Особенности брачной ночи или Миллион в швейцарском банке
Шрифт:
Он почесал тонзуру, опять склонился над книгой и стал листать страницы, бормоча под нос. Мне так хотелось расслышать, что же он там бормочет, что я вся распласталась по камням, приникнув к отверстию глазом. Под правой ладонью что-то щелкнуло, часть стены стремительно ухнула вниз, и я чуть не вывалилась в комнату, с трудом удержавшись руками за шершавые камни.

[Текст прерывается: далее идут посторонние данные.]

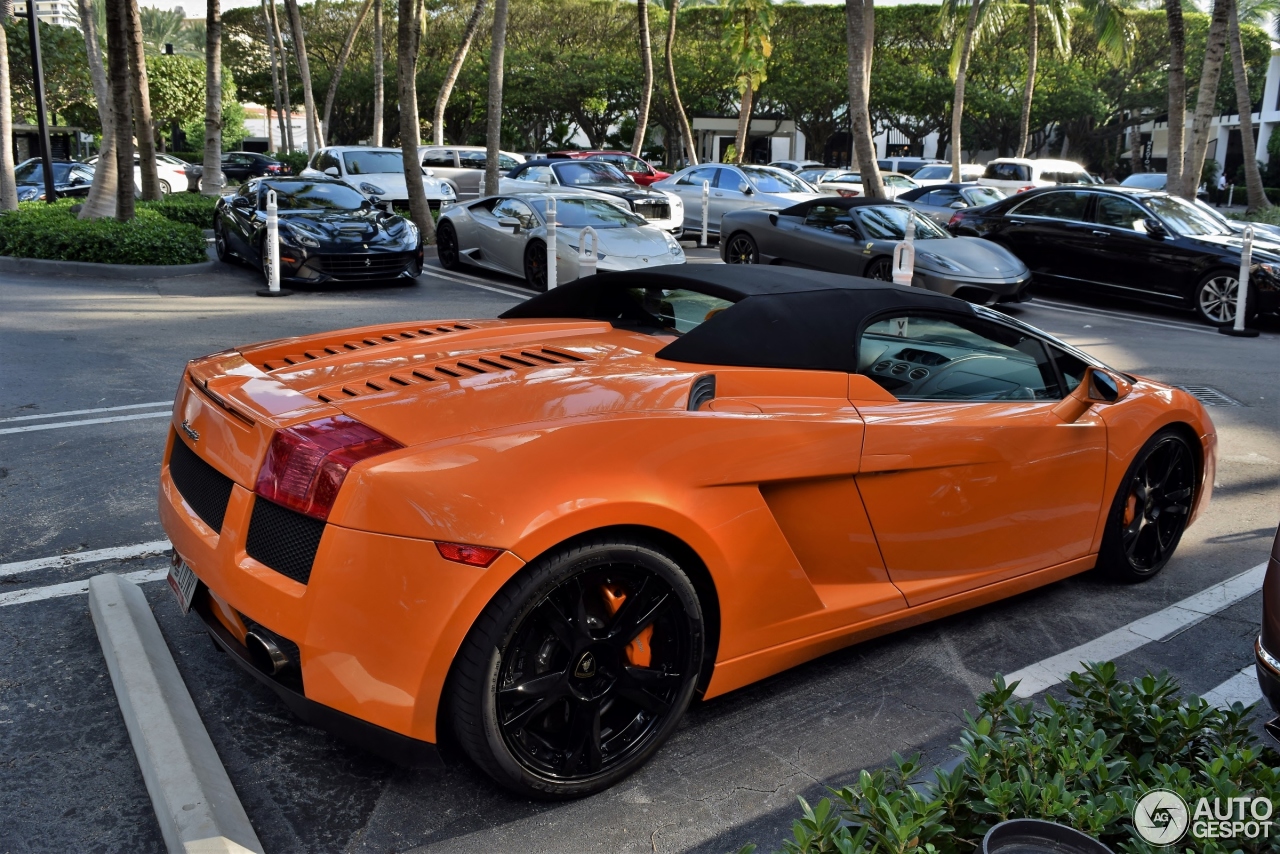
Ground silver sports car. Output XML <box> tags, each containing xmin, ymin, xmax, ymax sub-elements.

Отец Бонифаций в задумчивости вскинул голову и уперся взглядом в открывшийся провал. Нижняя губа у него отвисла, глаза полезли на лоб. Он покрылся мертвенной бледностью и, кажется, обмочился. Опять раздался щелкающий звук, и стена вернулась на место, разделив нас.
— А-а-а!!! — заорал святой отец и опрометью бросился вон из комнаты. Что он там бормотал о «белой даме — за блуд наказание»? И что такое ему показалось «уже интересным»?
Как я ни пыталась найти потайную пружину, мне так и не удалось открыть дверь еще раз. Лишь стерла все ладони.
— Мьяу! — нетерпеливо тронул лапой Шарльперо подол исподней сорочки и потрусил по коридору, задрав хвост штандартом.
Я двинулась за ним, освещая пусть зыбким светом огарка. У разветвления кот остановился, подождал меня и уверенно направился в правый рукав потайного хода.
— Скотина он, самая настоящая скотина, — всхлипнул рядом женский голос, и я остановилась.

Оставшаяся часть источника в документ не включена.